У казаков бытовало поверье: "Человек может предать саблю, а сабля своего хозяина не предаст".

Люди приписывали сверхъестественные способности не только оружию, но и тем, кто его изготовлял. А мастерам это было на руку. Чем больше таинственных слухов, тем больше внимания к ним и больше заказов.

Каждый оружейник являлся хранителем профессиональных секретов, ведь его изделие должно было быть надежнее, долговечнее, чем у противника. А где нераскрытые секреты, там появляются домыслы, предания, легенды.

Нередко в знак особого почтения саблям и пушкам, ружьям и пулеметам, бомбам и танкам давали имена, которые, казалось бы, никак не подходят этим смертоносным изделиям. Казаки иногда называли сабли "былинкой", "ласточкой", "искоркой", "вострой рученькой". Пушки получали прозвища "бычок", "говорун", "кукушечка".

В Средние века мужчин рисовали чаще всего с оружием. Делалось это не только для придания образу героического вида. Согласно поверьям, кинжал, меч, копье, сабля, секира, булава оберегают своего владельца и в жизни, и на портрете. Изображенные на холсте, они спасали от дурного глаза, проклятий и наветов.

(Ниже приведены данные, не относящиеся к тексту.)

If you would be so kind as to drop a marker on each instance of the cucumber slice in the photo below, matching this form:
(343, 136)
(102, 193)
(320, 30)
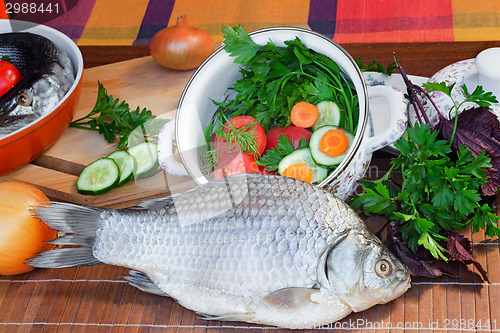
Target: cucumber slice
(322, 158)
(146, 156)
(126, 164)
(329, 114)
(98, 177)
(303, 156)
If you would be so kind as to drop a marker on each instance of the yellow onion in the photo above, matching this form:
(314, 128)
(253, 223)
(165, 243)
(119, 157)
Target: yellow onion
(181, 47)
(22, 235)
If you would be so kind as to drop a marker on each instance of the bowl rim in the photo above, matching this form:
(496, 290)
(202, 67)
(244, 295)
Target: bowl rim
(362, 122)
(78, 67)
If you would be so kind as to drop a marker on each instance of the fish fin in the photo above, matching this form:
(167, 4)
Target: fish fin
(292, 297)
(245, 316)
(68, 257)
(142, 282)
(81, 223)
(156, 203)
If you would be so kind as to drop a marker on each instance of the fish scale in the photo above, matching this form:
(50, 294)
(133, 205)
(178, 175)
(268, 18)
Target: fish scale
(220, 232)
(47, 73)
(257, 248)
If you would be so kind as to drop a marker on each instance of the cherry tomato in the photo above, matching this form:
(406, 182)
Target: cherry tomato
(242, 163)
(291, 131)
(9, 76)
(257, 131)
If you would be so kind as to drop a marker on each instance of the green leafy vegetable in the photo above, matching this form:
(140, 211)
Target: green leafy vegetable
(438, 193)
(275, 78)
(272, 158)
(114, 119)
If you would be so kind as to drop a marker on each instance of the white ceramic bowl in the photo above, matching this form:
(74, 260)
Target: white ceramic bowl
(212, 79)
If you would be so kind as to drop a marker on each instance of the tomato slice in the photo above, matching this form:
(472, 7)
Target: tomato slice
(9, 76)
(249, 124)
(292, 132)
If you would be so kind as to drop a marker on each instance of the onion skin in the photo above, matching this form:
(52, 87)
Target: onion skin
(22, 235)
(181, 47)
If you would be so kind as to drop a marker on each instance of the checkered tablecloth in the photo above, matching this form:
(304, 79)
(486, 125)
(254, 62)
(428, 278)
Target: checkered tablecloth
(134, 22)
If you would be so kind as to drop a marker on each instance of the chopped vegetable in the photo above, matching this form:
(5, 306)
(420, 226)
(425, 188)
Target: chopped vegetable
(113, 119)
(334, 142)
(126, 163)
(98, 177)
(304, 114)
(302, 157)
(299, 171)
(329, 145)
(329, 114)
(146, 156)
(292, 132)
(22, 236)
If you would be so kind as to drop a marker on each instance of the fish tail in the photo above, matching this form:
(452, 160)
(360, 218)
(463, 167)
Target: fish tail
(79, 225)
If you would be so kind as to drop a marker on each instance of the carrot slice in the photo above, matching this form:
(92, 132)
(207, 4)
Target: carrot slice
(334, 142)
(304, 114)
(298, 171)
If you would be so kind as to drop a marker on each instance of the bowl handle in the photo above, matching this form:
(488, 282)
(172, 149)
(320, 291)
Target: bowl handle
(165, 151)
(398, 117)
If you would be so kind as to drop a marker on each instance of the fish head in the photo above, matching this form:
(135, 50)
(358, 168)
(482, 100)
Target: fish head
(32, 98)
(362, 272)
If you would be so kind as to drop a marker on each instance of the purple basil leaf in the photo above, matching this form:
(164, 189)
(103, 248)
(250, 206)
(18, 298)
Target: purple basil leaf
(461, 250)
(479, 130)
(418, 266)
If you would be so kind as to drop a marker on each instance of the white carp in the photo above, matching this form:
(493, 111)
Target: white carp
(258, 248)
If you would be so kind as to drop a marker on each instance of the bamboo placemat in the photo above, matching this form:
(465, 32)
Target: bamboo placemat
(91, 299)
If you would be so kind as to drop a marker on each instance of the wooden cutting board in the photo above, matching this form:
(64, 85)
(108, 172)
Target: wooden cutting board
(140, 82)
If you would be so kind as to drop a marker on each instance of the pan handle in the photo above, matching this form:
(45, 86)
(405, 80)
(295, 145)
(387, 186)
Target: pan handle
(165, 151)
(397, 112)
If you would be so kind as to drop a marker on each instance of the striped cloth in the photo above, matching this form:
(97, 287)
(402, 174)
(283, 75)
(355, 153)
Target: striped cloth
(134, 22)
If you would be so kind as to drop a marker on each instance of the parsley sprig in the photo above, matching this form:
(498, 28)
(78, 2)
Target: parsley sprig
(479, 96)
(275, 78)
(437, 192)
(114, 119)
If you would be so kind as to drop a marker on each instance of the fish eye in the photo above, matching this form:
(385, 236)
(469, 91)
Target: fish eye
(24, 98)
(383, 268)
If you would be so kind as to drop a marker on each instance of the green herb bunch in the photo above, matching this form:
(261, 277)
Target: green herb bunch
(114, 119)
(276, 78)
(438, 191)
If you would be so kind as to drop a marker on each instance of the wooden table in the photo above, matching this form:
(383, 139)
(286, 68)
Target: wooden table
(89, 299)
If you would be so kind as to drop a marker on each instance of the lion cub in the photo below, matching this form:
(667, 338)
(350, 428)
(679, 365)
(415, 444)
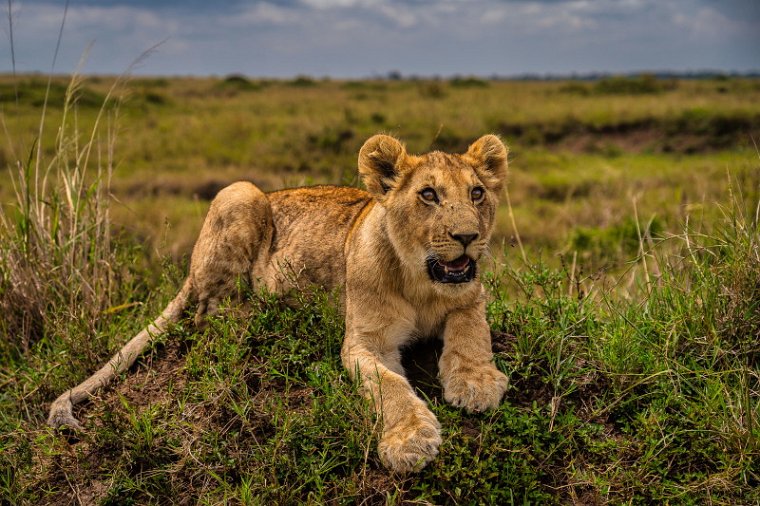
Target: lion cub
(405, 252)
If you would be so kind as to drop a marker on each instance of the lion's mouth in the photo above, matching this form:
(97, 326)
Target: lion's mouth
(460, 270)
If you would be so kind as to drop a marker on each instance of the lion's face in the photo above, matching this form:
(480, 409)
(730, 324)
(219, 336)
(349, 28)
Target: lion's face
(440, 207)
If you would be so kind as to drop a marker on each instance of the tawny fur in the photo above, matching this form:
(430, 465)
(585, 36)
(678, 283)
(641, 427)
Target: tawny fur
(374, 246)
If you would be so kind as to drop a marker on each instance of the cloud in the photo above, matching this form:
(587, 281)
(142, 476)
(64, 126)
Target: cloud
(362, 37)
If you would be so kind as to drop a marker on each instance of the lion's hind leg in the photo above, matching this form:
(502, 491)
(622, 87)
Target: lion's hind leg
(236, 236)
(61, 410)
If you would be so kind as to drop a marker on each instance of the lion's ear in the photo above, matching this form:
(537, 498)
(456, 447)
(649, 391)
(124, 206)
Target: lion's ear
(379, 160)
(490, 156)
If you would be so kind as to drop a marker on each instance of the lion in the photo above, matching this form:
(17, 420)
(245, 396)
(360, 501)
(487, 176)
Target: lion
(405, 254)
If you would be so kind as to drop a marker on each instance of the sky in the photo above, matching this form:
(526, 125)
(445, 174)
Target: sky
(367, 38)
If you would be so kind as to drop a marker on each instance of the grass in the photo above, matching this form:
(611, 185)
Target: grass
(630, 331)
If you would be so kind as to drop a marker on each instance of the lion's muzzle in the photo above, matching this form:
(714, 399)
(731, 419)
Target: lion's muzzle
(460, 270)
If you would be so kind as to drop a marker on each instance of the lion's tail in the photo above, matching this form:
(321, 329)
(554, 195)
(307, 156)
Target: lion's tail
(61, 409)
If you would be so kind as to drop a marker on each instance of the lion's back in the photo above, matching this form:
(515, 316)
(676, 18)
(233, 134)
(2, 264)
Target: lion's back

Кельты, скифы, запорожские казаки с помощью оружия лечили раны, ушибы и даже инфекционные болезни. К больному месту целители прикладывали в одних случаях раскаленный, в других — охлажденный клинок.

В Киеве вплоть до середины XIX века в семьях казаков сохранялся древний способ лечения: захворавшим младенцам вкладывали в руки нож, саблю, кинжал. Считалось, что ребенок вбирал из них живительную силу, а болезнь уходила прочь, опасаясь острого лезвия.

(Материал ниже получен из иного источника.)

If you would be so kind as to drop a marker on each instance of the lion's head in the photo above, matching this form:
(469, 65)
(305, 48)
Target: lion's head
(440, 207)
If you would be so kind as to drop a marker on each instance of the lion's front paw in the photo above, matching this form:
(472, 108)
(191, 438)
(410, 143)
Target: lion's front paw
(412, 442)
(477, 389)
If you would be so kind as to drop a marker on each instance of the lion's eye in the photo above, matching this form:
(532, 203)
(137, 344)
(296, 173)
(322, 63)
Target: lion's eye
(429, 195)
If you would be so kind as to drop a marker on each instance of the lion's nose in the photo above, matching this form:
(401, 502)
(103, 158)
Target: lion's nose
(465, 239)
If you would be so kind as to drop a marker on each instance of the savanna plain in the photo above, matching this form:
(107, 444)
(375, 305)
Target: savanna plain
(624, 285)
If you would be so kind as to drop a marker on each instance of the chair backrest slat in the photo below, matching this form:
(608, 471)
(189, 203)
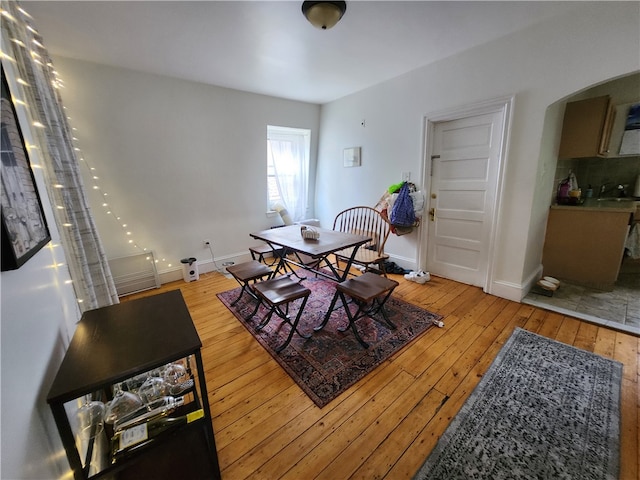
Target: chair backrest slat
(364, 220)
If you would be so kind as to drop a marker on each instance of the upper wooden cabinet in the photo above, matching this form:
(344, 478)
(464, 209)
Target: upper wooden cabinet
(586, 130)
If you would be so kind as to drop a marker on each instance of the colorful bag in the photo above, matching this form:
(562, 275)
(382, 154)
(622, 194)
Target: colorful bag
(402, 212)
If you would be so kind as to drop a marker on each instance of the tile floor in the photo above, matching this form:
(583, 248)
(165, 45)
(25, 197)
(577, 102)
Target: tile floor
(619, 309)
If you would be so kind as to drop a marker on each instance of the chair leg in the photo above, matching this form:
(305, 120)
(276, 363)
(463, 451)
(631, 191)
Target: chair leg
(352, 319)
(258, 303)
(328, 314)
(294, 327)
(244, 287)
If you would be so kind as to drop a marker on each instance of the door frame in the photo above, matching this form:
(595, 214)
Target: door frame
(501, 104)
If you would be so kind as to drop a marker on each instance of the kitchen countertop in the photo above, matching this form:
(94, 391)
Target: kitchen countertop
(599, 205)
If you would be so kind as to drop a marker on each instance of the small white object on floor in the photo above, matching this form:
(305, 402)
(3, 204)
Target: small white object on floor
(418, 276)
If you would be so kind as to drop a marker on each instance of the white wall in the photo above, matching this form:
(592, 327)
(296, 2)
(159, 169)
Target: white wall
(38, 316)
(540, 65)
(181, 162)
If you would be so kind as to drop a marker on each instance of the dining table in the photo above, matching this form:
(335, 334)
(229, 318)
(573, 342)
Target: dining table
(311, 254)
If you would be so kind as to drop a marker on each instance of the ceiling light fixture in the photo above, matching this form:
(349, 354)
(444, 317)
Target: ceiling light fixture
(322, 14)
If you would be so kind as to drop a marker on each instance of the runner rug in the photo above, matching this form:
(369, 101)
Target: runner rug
(543, 410)
(331, 361)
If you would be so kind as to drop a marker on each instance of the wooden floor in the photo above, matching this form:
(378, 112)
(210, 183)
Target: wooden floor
(385, 425)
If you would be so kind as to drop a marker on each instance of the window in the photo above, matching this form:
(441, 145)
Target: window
(288, 170)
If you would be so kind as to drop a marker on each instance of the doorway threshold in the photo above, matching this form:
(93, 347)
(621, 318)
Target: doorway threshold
(618, 310)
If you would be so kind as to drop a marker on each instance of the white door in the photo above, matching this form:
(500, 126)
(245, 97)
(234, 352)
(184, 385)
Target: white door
(465, 165)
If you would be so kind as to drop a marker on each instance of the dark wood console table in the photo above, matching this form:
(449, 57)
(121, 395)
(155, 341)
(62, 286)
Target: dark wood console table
(113, 344)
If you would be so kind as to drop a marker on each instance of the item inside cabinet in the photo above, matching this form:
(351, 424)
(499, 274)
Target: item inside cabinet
(152, 388)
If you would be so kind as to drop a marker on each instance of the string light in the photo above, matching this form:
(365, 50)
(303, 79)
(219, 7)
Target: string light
(59, 83)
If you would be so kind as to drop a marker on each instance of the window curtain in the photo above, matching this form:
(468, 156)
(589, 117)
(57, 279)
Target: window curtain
(86, 259)
(290, 164)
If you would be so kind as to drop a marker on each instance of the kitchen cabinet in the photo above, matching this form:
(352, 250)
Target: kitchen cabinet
(585, 246)
(586, 128)
(112, 346)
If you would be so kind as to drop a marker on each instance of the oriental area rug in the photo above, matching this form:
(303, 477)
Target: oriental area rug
(331, 361)
(543, 410)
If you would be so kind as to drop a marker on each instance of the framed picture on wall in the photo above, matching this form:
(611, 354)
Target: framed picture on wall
(24, 227)
(351, 157)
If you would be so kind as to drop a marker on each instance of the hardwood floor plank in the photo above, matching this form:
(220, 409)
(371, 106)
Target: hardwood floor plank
(386, 425)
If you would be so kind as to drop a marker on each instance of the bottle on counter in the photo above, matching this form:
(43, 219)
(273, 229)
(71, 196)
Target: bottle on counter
(128, 438)
(589, 192)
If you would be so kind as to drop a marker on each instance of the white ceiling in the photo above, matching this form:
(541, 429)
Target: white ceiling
(268, 47)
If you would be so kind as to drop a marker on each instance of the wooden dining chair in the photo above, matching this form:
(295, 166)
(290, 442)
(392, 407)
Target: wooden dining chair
(364, 221)
(266, 254)
(276, 293)
(247, 272)
(369, 292)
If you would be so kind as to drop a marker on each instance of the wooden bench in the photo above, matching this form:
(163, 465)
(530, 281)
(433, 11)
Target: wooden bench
(364, 221)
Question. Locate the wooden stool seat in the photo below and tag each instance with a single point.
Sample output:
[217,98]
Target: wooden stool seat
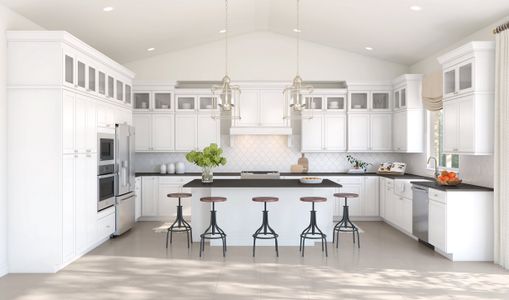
[179,195]
[346,195]
[213,199]
[313,199]
[265,199]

По тому, как в казацких семьях младенец впервые брался за оружие, предсказывалась его судьба.

Будущую профессию ребенка выясняли так: раскладывали вокруг него кинжал, монетку, колосок, молот, дощечку, клочок бумаги, крестик и тому подобное. Потянулось дитя к крестику — быть ему попом или монахом, к бумаге — писарем или учителем, к дощечке — плотником, к молоту — кузнецом, к колоску — пахарем, к монете — купцом. А если в первую очередь ребенок дотрагивался до кинжала — уготована ему судьба стать воином.

Бывалые казаки поучали молодежь: "Не торопись расставаться с оружием и не пренебрегай им в мирное время — иначе можешь накликать новую войну".

"И ленится, и бесится"

У многих народов считалось, что оружие любит постоянство. "Для кого выковано — тому верно служить будет", — говаривали запорожские казаки.

Но оружие во все времена заказывали мастеру не только для себя. Его дарили, продавали, выдавали, захватывали, передавали по наследству. Продолжало ли оно в таких случаях верно служить новым хозяевам?

У разных народов существовало множество обрядов, связанных с переходом оружия в чужие руки.

Если казак, убив врага, забирал его саблю, то покойнику оставлял взамен какой-нибудь предмет: монету, серьгу, тряпичный лоскут или даже трубку.

Запорожцы, захватив у противника саблю, копье или кинжал, втыкали их на ночь в землю и окропляли своей кровью.

Воины Чингисхана, прежде чем применять вновь приобретенное оружие в бою, опробовали его на животных и произносили при этом специальные заклинания.

Новобранцы многих армий, получив оружие, клялись на нем и целовали, как святыню.

Бандиты в XIX и даже в XX веке, овладев новым ножом, кастетом или револьвером, обязательно держали их всю ночь за пазухой — "приручали к своей душе и телу". Киевские уголовники не выходили на свой промысел, пока не приручали оружие.

До наших дней сохранилась традиция давать монету дарящему колющий или режущий предмет. Впрочем, это уже не боевой обычай, а кухонно-бытовой.